From 2007 to 2009, while still at the University of Greenland, she led a research project titled "Family Forms and Kinship in Greenland," which analyzed social structures in Greenlandic communities. During her doctoral studies, she was a guest studient at the University of Alaska Fairbanks and Aarhus University. In 2010, she completed her Ph.D. dissertation, Slægtskab og køn i grønlandske bysamfund – følelser af forbundethed, which examined kinship structures and gender in Greenlandic urban communities, focusing on emotions of relatedness. She expanded this work in publications on Greenlandic adoption and its role in family structures. In 2011, she earned a Ph.D. in Arctic Culture, Language, and Society from the University of Greenland. The following year, she completed a course diploma in university teaching methods.
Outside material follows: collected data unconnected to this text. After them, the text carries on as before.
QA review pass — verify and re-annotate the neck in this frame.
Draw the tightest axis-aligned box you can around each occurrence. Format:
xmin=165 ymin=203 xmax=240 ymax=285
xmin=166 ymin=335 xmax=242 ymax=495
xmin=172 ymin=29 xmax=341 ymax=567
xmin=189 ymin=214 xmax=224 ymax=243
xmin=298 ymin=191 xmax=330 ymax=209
Reimer undertook further academic training in 2016 as a trainee at the Aarhus University, School of Culture and Society. That same year, she participated in leadership development and executive coaching in Copenhagen.

== Career ==
In 2011, Reimer was promoted to associate professor and became the head of the Department of Cultural and Social History at the University of Greenland. During this time, she contributed to studies on naming and identity in Greenland and was part of a collaborative research team studying sexual health and family communication among Greenlandic youth. In 2014, Reimer was appointed head of the University of Greenland's Institute of Culture, Language, and History. That same year, she delivered a keynote speech at the 19th Inuit Studies Conference in Quebec on Greenlandic-Inuit participation and control in Arctic research. She also co-authored a study on cultural change and Inuit identities.

From 2014 to 2017, she led multiple research projects on population dynamics in Greenland. In 2015, she presented her work on gender and education in Greenland at a seminar in Nuuk hosted by the Danish Ministry for Children, Gender Equality, Integration, and Social Affairs. In 2016, she participated in a seminar on health and wellness at Dartmouth College, where she presented findings from a multi-component mixed-methods study on pregnancy dynamics in Greenland. In 2017, she presented research on population dynamics and confidence-building in North Greenland at the International Congress of Arctic Social Sciences (ICASS) IX conference in Umeå.

From 2011 to 2017, she was a board member of the Greenland National Museum, where she worked on cultural preservation initiatives. She has also been a member of the Nordic Centre for Spatial Development, focusing on regional planning and demographic shifts in the Arctic, and has served on the Greenland Research Council.

In 2017, Reimer was appointed rector of the University of Greenland. Since assuming this role on 1 December, she has continued to contribute to research while focusing on university administration and educational development. On July 4, 2024, Reimer was awarded the Cross of the Order of Chivalry by Frederik X in recognition of her contributions to education and research in the Arctic.